Namun, Tania masih menatap tajam ke arah Nayna, lalu membuka ponsel.
"Ini bener kalian, Nay?"
Deg!
Nayna merasa tanah yang dipijaknya runtuh, semua bergoyang, seakan terjadi gempa yang hanya dirasakan oleh dirinya sendiri. Kata demi kata dalam kalimat di video itu terdengar jelas, familiar dan Nayna sendiri hafal di luar kepala. Bahkan dengan segala gerak gerik dan keadaan sekitarnya -saat itu.
**
Di rumah, Nayna masuk kamar dan menangis. Bayang kejadian di masa lalu, kembali segar dalam ingatan. Dia juga dapat menatap jelas, raut wajah itu, yang menatapnya dengan pandang meremehkan, bahkan terkesan menghina.
Siapa yang nyebarin itu? Kenapa bisa ada yang tahu? Nggak mungkin dia sendiri yang nyebar, mau cari mati apa sama si Melda. Tapi siapa? Melda? Nggak mungkin, dia juga nggak tahu soal ini, apalagi dia bukan dari sekolah yang sama. Tapi siapa? Apa maksudnya? Dendam? Atau apa?
Nayna memijit pelipis yang terasa berdenyut nyeri. Dadanya juga terasa pedih, entah mengapa lebih sakit dari luka itu sendiri.
Layar ponsel menyala, menampilkan notifikasi dari aplikasi instagram.
Nayna membuka dan membaca pesan yang masuk.

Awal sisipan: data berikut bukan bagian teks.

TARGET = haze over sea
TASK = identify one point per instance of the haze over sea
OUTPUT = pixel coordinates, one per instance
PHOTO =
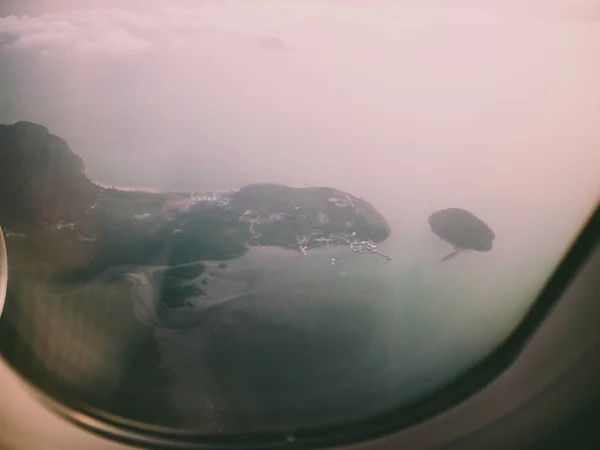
(414, 108)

"Padma, plis aku mohon sekali. Kasih tahu aku alamat rumahmu, atau nomor hp-mu juga nggak papa. Aku beneran butuh temen ngobrol secara langsung, bukan via tulisan seperti ini. Aku tunggu secepatnya, kalau kamu masih keukeuh nggak mau, aku yang akan cari tahu sendiri. Jangan salahin aku kalau tiba-tiba aku ada di depan rumahmu."
Nayna meraih bantal, membenamkan wajah di sana, lalu berteriak kesal.